28 It was contended that her Honour gave insufficient weight to the factor of delay. Upon application by the Crown, the case was taken out of the criminal trials list in January 2006 and was then listed in early 2007. During that period the applicant's husband negotiated a plea of guilty. The applicant went to trial and was acquitted on six out of the 29 counts. The twelve months' delay involved further investigation by police, in part involving the offences of the applicant Vaska Pandevska. Counsel submitted that the applicant was none the less entitled to have the delay taken into account as a factor in sentencing, or at least given more weight than it was. Counsel for Ms Pandevska submitted that her Honour failed to give that appropriate weight because she inappropriately had regard to the fact that Vaska Pandevska pleaded not guilty and denied the charges. As her Honour noted, the factor of delay is relevant in two respects. First, the person has the charge hanging over their head and, secondly, it may have a bearing on the factor of rehabilitation, in particular where the offender has been released on bail and taken steps in the meantime towards rehabilitation. Her Honour did not regard the delay as unduly excessive, in that it was necessary for police to conduct further investigations in that period and that negotiations were taking place, at least with her husband and, it had been anticipated, possibly by this applicant. Her Honour recognised that Vaska Pandevska was entitled to plead not guilty, but she merely noted that the fact that she failed to cooperate with police or make any concessions did not reduce the delay. Nor did her Honour find that the delay had damaged the prospects for rehabilitation. She did take delay into account but did not do so to the same extent as she did for Slobodan Pandevski, as she was entitled to do.

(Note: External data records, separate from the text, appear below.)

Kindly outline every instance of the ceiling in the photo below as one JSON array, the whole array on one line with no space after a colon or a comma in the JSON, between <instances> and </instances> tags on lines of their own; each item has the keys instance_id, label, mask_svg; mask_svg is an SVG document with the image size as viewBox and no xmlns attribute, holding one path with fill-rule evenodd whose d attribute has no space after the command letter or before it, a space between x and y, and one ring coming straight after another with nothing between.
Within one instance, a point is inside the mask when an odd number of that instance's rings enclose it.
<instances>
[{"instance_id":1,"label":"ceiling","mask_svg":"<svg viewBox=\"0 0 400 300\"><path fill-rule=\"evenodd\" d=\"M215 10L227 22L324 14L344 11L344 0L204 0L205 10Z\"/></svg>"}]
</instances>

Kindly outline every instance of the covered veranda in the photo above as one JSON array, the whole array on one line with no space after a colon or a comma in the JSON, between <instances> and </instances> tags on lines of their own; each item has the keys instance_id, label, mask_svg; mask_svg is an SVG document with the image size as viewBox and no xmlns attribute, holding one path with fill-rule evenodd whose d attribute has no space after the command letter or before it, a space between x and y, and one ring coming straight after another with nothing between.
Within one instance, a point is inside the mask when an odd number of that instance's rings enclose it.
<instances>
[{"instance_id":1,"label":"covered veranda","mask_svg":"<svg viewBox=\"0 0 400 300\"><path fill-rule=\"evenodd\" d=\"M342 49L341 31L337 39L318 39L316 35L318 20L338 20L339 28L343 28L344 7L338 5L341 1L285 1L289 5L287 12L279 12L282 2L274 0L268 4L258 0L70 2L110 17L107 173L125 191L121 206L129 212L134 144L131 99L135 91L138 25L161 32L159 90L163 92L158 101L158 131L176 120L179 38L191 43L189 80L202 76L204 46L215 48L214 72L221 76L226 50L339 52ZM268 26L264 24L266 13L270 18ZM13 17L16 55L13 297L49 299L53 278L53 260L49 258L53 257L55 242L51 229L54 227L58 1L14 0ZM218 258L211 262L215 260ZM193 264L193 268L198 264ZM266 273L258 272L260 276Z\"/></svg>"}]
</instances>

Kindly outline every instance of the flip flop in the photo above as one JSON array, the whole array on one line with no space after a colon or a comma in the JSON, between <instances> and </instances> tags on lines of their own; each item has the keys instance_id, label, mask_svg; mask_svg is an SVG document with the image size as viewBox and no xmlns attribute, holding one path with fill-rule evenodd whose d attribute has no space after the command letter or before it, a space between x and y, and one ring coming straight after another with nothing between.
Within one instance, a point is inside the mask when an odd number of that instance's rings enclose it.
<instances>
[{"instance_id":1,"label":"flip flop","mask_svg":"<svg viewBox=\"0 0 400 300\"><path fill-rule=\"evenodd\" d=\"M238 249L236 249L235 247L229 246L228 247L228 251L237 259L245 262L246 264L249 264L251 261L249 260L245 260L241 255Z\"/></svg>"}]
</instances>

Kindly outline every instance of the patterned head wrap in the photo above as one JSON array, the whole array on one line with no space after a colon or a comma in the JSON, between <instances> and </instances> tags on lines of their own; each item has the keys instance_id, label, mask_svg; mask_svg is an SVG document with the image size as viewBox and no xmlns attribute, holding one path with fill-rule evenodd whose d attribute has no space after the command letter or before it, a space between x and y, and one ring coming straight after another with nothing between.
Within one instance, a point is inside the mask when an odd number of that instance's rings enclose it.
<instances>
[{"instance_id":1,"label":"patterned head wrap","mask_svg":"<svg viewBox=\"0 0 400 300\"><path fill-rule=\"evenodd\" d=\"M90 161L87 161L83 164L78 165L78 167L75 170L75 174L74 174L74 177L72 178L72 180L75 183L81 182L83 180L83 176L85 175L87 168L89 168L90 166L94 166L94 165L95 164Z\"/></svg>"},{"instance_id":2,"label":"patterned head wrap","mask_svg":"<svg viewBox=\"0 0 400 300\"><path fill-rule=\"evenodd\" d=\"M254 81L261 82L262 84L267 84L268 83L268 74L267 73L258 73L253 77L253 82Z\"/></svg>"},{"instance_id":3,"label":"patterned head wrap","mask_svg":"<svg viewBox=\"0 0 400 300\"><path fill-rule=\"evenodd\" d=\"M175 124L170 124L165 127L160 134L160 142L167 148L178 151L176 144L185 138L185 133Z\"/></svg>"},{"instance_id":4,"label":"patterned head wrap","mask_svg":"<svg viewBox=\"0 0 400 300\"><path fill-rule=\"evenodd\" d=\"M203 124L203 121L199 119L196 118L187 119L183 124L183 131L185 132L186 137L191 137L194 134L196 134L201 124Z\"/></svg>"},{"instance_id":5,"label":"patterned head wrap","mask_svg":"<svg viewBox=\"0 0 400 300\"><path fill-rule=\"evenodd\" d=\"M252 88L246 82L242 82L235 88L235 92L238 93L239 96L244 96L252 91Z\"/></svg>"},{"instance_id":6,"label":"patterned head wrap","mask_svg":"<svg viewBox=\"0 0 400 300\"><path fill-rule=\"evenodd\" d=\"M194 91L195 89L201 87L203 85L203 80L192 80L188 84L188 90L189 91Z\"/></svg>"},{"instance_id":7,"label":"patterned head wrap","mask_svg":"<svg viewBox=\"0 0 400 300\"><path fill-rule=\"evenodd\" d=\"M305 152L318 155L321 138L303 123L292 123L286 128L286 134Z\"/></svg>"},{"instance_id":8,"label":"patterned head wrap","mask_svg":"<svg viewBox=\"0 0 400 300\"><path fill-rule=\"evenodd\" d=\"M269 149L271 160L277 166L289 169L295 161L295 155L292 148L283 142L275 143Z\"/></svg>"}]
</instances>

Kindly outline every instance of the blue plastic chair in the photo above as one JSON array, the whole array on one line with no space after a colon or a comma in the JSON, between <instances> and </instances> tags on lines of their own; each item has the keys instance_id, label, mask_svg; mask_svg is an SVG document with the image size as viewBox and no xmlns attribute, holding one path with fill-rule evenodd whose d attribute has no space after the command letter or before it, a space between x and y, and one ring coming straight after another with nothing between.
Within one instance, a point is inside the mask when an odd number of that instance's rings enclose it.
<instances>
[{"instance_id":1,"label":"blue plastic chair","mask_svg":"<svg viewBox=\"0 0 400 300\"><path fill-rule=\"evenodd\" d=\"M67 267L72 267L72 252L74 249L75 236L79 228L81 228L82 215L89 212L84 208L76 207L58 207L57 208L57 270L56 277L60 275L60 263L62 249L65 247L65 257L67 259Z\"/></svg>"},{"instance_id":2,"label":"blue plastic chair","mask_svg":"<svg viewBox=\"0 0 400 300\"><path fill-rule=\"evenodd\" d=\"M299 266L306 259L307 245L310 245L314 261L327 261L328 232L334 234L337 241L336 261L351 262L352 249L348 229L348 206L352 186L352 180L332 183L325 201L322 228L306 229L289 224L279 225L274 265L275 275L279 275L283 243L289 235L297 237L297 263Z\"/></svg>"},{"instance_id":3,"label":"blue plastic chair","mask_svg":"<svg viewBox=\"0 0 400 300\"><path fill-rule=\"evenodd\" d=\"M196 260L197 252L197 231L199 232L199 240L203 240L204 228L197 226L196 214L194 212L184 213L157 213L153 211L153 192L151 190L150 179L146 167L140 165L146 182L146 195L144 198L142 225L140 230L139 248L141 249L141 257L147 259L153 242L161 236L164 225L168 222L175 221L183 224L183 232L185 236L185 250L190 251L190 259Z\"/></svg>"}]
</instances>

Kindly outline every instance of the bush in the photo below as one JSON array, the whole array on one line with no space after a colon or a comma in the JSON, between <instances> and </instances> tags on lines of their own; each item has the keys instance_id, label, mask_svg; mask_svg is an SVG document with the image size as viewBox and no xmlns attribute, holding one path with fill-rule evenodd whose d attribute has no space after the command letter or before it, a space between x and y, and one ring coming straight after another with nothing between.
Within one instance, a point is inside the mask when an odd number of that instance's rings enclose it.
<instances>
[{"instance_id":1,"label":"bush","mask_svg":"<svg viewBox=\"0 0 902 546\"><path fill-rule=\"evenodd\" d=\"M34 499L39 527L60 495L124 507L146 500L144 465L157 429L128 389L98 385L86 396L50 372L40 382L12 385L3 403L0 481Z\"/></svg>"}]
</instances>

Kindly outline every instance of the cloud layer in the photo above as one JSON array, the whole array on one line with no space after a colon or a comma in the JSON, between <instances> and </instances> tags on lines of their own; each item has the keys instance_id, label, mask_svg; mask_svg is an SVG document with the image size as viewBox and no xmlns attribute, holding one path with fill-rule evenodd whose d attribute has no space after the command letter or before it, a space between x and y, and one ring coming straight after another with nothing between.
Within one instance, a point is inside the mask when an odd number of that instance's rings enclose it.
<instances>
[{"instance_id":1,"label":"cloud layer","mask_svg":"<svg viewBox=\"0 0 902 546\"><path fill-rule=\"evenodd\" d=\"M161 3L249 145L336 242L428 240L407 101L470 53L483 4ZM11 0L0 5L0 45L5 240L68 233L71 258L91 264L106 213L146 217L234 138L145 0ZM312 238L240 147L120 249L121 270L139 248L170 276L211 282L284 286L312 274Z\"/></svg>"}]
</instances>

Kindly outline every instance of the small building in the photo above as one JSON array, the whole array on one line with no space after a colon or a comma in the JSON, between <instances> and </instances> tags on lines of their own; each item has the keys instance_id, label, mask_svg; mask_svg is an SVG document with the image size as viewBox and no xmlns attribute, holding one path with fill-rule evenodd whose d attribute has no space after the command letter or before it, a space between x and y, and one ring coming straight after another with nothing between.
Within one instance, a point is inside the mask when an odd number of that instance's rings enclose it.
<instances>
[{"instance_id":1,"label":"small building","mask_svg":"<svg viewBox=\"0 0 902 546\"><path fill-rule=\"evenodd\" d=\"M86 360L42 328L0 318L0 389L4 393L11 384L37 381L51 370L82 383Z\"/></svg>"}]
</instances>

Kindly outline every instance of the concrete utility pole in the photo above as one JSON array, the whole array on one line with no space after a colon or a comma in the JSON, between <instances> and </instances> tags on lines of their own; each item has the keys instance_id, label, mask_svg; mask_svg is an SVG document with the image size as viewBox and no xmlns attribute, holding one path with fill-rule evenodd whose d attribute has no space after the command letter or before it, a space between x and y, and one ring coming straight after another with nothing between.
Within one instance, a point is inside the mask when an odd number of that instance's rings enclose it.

29 It was contended that in formulating individual sentences her Honour gave too much weight to the monetary value involved in each count, whereas each offence relevantly involved the same conduct. As I said when dealing with the husband's application, her Honour recognised the danger of misusing the value involved in the offences in that way, and in my opinion she was entitled to take the view, as she apparently did, that the factor of greed involved in the motor vehicle purchase offences was greater than that in the other offences and ought appropriately be so reflected.
30 In my view, it is not reasonably arguable that she made the error which has been attributed to her in determining the individual sentences, or indeed, in my view, orders as to cumulation. In my view, her Honour's sentencing remarks show that she was very careful in the process that she adopted when considering the individual sentences, the total effective sentence and the orders as to cumulation. Her approach, in my view, could not be faulted. The non-parole period in particular for both offenders was exceptionally merciful.
31 I am not persuaded that any error has occurred in the sentencing process as is suggested on the part of this applicant, nor do I consider that it is reasonably arguable that the sentences were manifestly excessive. I would refuse the application for leave.